At 2, the Arduino compares the values of the pressed keys against the PIN stored in the array PIN
at 1. If the correct sequence is entered, the function correctPIN()
at 3 is called, where you can add your own code to execute. If an incorrect sequence is entered, the function incorrectPIN()
at 4 is called. Finally, once the user’s entry has been checked, the code deletes the entry from memory so the code is ready for the next test.
After you’ve uploaded the sketch to your Arduino, open the Serial Monitor window, press star (*
) on the numeric keypad, type the secret number, and then enter the pound sign (#
). Try entering both correct and incorrect numbers. Your results should be similar to the output shown in Figure 11-4.
This example serves as a perfect foundation for your own PIN-activated devices, such as locks, alarms, or anything else you can imagine. Just be sure to replace the code in correctPIN()
and incorrectPIN()
with the code you want to run when a correct or incorrect sequence is entered.
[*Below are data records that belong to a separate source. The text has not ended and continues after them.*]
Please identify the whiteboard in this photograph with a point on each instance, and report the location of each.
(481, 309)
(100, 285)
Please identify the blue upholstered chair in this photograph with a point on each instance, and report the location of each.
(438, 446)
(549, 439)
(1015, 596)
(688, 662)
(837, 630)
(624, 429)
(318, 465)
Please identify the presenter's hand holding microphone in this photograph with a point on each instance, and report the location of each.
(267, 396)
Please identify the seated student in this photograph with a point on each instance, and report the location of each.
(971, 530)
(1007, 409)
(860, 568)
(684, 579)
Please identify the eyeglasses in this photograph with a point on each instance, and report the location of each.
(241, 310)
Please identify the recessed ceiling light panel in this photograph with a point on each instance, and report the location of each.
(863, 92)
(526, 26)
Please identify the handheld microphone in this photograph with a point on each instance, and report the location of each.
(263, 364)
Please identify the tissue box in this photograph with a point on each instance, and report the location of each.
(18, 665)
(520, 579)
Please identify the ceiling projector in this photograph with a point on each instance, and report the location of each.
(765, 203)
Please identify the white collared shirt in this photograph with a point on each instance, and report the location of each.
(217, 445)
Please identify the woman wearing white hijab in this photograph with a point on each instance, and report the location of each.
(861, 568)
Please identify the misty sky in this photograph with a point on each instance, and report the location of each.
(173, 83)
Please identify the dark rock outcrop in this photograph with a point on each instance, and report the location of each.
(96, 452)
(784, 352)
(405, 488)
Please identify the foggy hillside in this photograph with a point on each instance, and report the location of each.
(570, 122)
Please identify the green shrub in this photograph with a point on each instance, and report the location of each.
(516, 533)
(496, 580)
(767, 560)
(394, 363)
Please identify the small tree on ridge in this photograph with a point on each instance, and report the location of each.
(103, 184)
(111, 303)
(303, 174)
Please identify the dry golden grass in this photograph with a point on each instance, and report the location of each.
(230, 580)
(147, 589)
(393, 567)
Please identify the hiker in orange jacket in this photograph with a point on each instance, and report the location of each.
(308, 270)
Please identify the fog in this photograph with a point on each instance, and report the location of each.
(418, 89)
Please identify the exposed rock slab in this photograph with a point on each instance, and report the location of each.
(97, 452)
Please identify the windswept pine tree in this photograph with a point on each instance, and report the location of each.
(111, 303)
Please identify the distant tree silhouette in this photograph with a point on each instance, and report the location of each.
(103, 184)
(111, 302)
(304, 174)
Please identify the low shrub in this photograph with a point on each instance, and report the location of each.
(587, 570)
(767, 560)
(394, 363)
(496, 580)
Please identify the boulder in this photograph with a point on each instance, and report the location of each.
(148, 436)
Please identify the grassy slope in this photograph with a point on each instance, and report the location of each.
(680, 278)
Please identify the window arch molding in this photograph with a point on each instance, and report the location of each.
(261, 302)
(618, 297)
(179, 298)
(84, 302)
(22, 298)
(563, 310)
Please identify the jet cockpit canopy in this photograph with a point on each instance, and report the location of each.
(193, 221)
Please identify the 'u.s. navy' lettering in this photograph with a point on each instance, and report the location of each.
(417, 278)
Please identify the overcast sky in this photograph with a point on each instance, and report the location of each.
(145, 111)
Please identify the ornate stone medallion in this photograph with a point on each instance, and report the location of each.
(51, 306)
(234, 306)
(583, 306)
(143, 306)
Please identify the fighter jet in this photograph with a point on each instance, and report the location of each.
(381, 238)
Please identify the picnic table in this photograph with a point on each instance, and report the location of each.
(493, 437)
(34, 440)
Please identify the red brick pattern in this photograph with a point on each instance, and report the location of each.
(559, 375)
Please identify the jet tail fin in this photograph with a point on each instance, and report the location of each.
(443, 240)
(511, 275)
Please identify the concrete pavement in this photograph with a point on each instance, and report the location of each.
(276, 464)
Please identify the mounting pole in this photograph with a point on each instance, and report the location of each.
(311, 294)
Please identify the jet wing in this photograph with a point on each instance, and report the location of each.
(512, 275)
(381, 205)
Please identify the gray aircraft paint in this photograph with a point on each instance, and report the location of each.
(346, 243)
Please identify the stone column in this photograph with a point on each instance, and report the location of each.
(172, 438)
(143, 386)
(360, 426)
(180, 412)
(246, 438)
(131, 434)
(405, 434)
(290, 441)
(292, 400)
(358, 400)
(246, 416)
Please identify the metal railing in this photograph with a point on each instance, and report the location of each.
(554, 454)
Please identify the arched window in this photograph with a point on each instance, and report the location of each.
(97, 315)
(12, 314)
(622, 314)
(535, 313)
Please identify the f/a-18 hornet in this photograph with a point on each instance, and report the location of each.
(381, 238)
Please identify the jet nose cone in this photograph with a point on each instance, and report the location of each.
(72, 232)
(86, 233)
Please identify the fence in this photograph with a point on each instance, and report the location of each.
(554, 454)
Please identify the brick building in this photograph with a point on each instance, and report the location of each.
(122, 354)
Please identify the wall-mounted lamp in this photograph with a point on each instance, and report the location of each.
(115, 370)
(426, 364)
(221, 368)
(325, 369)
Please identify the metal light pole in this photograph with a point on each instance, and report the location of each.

You have learned yet another way to gather input for your Arduino. You’ve also gained the foundational knowledge to create a useful method of controlling a sketch using a numeric keypad, as well as the foundations for a combination lock to access anything that your Arduino can control. Furthermore, you’ve learned the very useful switch case
statement. In the next chapter, you’ll learn about another form of input: the touchscreen.